Figma is also bringing Weave tools into Figma Design. Weave is the company’s AI creative platform for image, video, animation and visual effects workflows. The first step of the integration brings more than 20 AI-powered tools into the design canvas, with deeper integration expected later.
Prompt-Built Plugins
Another major part of the update is generative plugins. These allow users to create small custom tools by prompting the Figma agent. Instead of writing a plugin from scratch in a separate development setup, a designer can describe what they need and have Figma build a reusable tool inside the file.
These plugins could help with tasks such as sorting layers, applying spacing rules, updating colors, organizing layouts, replacing text or preparing design files for review. Figma says generative plugins will feel native to the platform and use Figma’s own interface controls.
The company also made clear that classic plugins are not going away. Developers will still be able to build and publish plugins through the traditional route. The new system simply adds another path for teams that need quick workflow tools but do not have time or technical support to build them manually.
At launch, generative plugins live inside the user’s file and are available across that user’s own design files. Figma says it plans to support public publishing to the Community and private publishing inside organizations in the coming months.
Smarter Agent for Teams
Figma’s design agent is also getting new team-focused abilities. The agent can now support custom skills, search the web, use external tool connections through Model Context Protocol and accept file attachments, including images, text files, code files, PDFs and spreadsheets.
These changes are meant to give the agent more context. Instead of responding only to a general prompt, it can work with a team’s files, conventions, outside information and repeated workflows. That could help teams use AI for feedback, layout generation, content updates and routine cleanup without losing touch with their own design systems.
Figma is also changing how agent conversations work inside teams. New conversation threads with the agent are visible by default to people in the same organization or team who have the right access to the file. Older threads stay private unless users choose to make them public.
That change shows Figma’s larger view of AI as a collaborative tool, not only a private assistant. The company wants AI work to become part of the shared design process, where teammates can see, reuse and improve the agent’s output.
Design and Development Get Closer
The new update lands at a moment when design tools are under pressure to adapt to AI-assisted software creation. Developers are already using coding assistants to build interfaces faster. Designers are using AI tools to generate assets, layouts and prototypes. Product teams now want fewer handoffs and faster movement from idea to working experience.

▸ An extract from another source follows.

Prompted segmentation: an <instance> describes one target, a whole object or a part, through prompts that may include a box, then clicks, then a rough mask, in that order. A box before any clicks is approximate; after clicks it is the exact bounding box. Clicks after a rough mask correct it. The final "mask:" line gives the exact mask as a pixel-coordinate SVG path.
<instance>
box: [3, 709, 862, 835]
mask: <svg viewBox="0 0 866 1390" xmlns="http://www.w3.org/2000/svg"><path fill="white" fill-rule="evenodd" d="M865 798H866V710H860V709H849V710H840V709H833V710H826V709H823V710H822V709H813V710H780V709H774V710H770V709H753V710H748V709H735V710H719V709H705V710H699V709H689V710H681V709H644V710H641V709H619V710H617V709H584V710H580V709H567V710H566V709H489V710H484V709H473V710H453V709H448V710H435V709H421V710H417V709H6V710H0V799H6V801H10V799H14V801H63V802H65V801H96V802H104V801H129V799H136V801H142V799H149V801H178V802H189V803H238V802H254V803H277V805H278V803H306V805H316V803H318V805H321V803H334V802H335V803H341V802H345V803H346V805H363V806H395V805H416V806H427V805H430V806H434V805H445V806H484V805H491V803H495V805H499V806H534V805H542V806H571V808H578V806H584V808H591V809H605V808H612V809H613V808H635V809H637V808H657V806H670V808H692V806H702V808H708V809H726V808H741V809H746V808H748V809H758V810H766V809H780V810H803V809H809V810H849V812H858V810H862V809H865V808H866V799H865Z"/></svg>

Figma is responding by making its canvas more flexible. Code layers bring development closer to design. Motion tools bring animation into the same file. Shaders and Weave tools bring richer visual production onto the canvas. Generative plugins let teams automate their own repeated tasks.
Still, the update does not remove the need for human judgment. AI-generated animations, code-backed prototypes and visual effects still need review for quality, accessibility, brand consistency and performance. The value of Figma’s approach is not that AI replaces the design process. It is that more parts of that process can now happen in one shared place.
As Figma put it in its announcement, “Designers, creatives, builders: You will raise the ceiling.” With code layers, motion tools and a wider set of AI features, the company is betting that the next stage of product design will be less about static mockups and more about building, testing and refining ideas directly on the canvas.